At dinner last weekend, Chris regaled (yes, regaled) us with stories of his business travels overseas, especially within Japan. Every International Business 101 student has a theoretical understanding of the role of food in business in Japanese culture: trying it equals respect. And in business in Japan, respect is everything.
What they don't tell you, though, is just how far you might have to go to earn that respect. As Chris said, Fear Factor would have nothing on his job. Apparently every small town in Japan has some sort of raw fish specialty, and the Japanese like nothing better than to intently watch foreigners choke down their local delicacy.

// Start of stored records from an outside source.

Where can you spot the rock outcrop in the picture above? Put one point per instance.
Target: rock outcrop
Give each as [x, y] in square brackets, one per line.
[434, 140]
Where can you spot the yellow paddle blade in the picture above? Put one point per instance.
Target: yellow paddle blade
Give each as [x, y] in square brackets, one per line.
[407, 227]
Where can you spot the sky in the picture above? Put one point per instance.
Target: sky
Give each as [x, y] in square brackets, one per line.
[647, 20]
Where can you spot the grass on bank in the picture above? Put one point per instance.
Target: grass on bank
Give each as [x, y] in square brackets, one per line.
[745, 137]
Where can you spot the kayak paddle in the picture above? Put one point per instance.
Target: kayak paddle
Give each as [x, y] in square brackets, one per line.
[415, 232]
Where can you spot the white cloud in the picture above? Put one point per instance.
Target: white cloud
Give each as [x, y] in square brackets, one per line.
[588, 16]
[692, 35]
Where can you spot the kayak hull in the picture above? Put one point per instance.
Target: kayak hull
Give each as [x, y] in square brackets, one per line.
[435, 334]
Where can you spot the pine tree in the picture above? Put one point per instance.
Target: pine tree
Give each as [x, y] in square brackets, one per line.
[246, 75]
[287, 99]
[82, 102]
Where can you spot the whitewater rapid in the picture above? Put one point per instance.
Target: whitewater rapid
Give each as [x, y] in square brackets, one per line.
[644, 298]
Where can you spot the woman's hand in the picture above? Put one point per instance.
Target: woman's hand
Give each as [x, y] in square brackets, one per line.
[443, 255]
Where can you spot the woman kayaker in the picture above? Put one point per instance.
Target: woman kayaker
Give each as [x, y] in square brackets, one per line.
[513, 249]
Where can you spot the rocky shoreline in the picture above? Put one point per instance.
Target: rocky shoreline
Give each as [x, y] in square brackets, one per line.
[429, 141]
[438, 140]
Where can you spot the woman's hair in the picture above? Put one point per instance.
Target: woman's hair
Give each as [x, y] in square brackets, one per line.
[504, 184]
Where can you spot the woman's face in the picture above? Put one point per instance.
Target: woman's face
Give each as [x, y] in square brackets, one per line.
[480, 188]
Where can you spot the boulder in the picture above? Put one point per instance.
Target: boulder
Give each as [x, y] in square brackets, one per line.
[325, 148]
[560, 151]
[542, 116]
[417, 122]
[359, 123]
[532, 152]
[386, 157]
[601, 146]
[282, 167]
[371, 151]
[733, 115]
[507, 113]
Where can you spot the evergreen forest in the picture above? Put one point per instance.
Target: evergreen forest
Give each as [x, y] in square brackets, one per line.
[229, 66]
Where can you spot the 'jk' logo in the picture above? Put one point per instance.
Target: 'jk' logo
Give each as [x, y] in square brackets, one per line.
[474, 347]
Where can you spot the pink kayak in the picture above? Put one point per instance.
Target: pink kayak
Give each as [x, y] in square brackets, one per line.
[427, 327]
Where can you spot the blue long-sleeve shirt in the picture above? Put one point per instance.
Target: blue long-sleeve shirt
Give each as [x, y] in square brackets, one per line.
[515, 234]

Chris tried that potentially deadly blowfish, but that sounds like nothing compared to some of what he's had to endure. My favorite story was of a business dinner in a small town, somewhere in Japan. His hosts were excited to present him with the towns three delicacies. His translator (and friend) was equally excited, it sounded like, to laugh at him while he muddled his way through. What I want to know is: how exactly do gelled bee larvae, raw horsemeat and still squirming squid become delicacies? Who tries it first?
The best part of the story had to have been the squid. Raw squid seems pretty easy to eat, in the grand scheme of unfamiliar food. But not when it is so fresh that it starts squirming around in your soy sauce...and suctions itself to the inside of your cheek. Pure comic relief, really.
Listening to Chris' stories I felt a) happy that I'm not in Asian market sales and b) a little embarrassed that I play at being a foodie, but have no real desire to get all that experimental. I've read that Japan is a cook's paradise: amazingly fresh ingredients, purity of taste, etc. etc. But maybe a little too fresh for me, I'm thinking.